The boundaries start out squished together in the upper left. Each
boundary takes turns rushing across the no-man's land in the middle, to
join its comrades huddling together in the lower right. In terms of
error populations this means that the correctness of the database
deteriorates explosively; errors blow up by an order of magnitude every
twenty cycles or so. The experiment stops when more than 2% of the
data has unit relative error (is meaningless); here it had reached 6-8%
by the time this stopping condition was examined, at which point at
least 20% of the data base had relative errors above 0.1. Had it not
been stopped the error explosion would have continued at the same speed
and the data base would in a few dozen more cycles be a mixture of 1's
and completely meaningless numbers, total meltdown.

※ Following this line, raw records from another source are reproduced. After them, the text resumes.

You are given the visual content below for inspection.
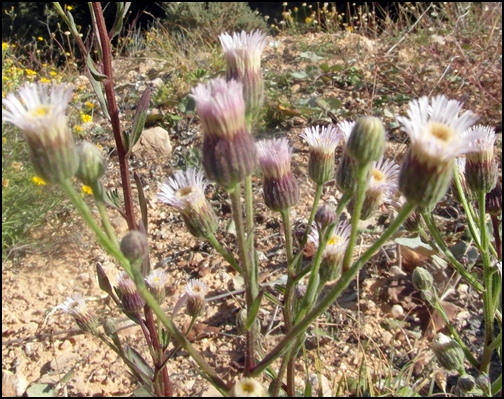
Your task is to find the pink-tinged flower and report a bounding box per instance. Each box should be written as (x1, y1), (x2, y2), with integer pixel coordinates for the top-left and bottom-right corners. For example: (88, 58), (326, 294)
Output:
(397, 95), (482, 208)
(60, 294), (99, 333)
(336, 121), (356, 192)
(463, 125), (499, 193)
(219, 30), (266, 121)
(2, 82), (79, 183)
(348, 158), (399, 220)
(145, 269), (168, 304)
(301, 125), (342, 184)
(257, 138), (299, 211)
(191, 78), (257, 190)
(116, 272), (145, 317)
(308, 220), (351, 283)
(186, 279), (208, 317)
(346, 116), (385, 165)
(157, 169), (217, 237)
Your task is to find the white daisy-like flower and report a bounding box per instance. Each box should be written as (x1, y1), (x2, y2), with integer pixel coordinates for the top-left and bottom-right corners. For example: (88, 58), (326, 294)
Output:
(157, 169), (217, 237)
(308, 220), (352, 257)
(397, 95), (484, 209)
(157, 169), (208, 212)
(368, 158), (400, 196)
(397, 95), (483, 161)
(301, 125), (342, 154)
(2, 82), (79, 183)
(256, 138), (299, 211)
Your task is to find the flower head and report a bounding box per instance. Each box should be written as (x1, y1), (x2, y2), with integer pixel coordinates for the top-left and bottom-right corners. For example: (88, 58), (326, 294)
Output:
(145, 269), (168, 304)
(157, 169), (217, 237)
(116, 272), (145, 317)
(229, 377), (268, 398)
(2, 82), (78, 183)
(462, 125), (499, 193)
(308, 220), (351, 282)
(256, 138), (299, 211)
(397, 95), (481, 208)
(219, 30), (266, 122)
(192, 79), (257, 190)
(301, 125), (342, 184)
(60, 294), (98, 333)
(348, 158), (399, 220)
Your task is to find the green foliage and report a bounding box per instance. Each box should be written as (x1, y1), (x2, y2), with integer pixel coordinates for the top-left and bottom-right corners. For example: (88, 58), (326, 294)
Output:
(160, 2), (266, 41)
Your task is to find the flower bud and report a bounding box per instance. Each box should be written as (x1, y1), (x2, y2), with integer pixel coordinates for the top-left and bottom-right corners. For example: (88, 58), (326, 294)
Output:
(116, 272), (145, 317)
(411, 267), (434, 291)
(346, 116), (385, 165)
(485, 181), (502, 216)
(432, 333), (465, 374)
(61, 294), (99, 334)
(145, 269), (168, 304)
(121, 230), (149, 265)
(186, 279), (208, 317)
(457, 374), (476, 393)
(315, 204), (336, 230)
(75, 141), (107, 187)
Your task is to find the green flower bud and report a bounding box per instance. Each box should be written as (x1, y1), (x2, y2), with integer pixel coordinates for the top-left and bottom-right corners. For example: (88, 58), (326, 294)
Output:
(346, 116), (385, 165)
(75, 141), (107, 187)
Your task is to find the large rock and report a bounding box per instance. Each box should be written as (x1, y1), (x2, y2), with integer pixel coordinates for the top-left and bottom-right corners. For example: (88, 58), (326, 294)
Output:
(133, 127), (172, 161)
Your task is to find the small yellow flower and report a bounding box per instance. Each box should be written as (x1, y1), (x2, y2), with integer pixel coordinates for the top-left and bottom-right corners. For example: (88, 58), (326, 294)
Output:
(32, 176), (47, 186)
(81, 114), (93, 123)
(81, 186), (93, 195)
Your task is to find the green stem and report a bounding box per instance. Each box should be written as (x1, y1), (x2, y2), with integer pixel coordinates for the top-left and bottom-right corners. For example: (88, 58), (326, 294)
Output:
(421, 212), (483, 292)
(431, 292), (479, 368)
(343, 164), (371, 270)
(251, 202), (415, 377)
(205, 234), (243, 275)
(453, 164), (481, 251)
(60, 180), (228, 393)
(229, 183), (259, 375)
(478, 191), (495, 374)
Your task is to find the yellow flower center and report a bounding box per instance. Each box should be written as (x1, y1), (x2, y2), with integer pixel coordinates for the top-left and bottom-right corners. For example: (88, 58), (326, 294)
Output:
(175, 186), (193, 198)
(371, 169), (385, 181)
(327, 234), (343, 245)
(28, 105), (53, 118)
(429, 122), (455, 145)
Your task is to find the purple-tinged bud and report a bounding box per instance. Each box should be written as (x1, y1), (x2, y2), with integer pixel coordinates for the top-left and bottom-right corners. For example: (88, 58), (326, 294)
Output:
(346, 116), (385, 165)
(257, 138), (299, 212)
(186, 279), (208, 317)
(116, 272), (145, 316)
(464, 125), (499, 193)
(61, 294), (99, 334)
(145, 269), (168, 304)
(432, 333), (465, 374)
(191, 78), (257, 190)
(219, 30), (266, 121)
(121, 230), (149, 266)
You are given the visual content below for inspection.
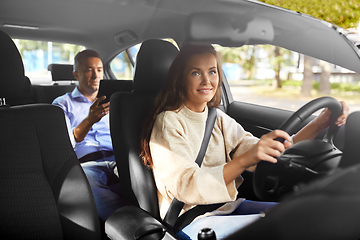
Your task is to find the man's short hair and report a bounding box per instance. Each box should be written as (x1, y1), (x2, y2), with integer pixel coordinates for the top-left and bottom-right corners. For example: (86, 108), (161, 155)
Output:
(74, 49), (100, 71)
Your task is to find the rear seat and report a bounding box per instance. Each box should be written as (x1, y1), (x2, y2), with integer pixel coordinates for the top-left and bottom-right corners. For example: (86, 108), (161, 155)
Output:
(33, 64), (76, 103)
(32, 64), (133, 103)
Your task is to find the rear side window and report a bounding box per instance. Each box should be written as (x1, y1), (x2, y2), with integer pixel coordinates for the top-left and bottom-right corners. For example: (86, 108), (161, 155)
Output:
(13, 39), (85, 84)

Caveats. There are several important caveats in interpreting these
results. The most basic caveat is that any chain reaction, whether
physical or computational, is highly sensitive to the prevailing
conditions. Thus small changes to various parameters may increase or
decrease both the speed of onset of the reaction and its ability to
sustain itself. In particular I would not expect it would take very
much of a dilution, in the form of either non-Pentiums or clean
Pentiums contributing to the process, or a different mix of incoming
data and operations performed on the data, to moderate this reaction to
below the level at which it can sustain itself. Thus few if any
real-world computing environments would be likely to provide the right
conditions for this chain reaction. With the large number and variety
of today's environments however the possibility that some might be at
some risk of "going critical" should be kept in mind.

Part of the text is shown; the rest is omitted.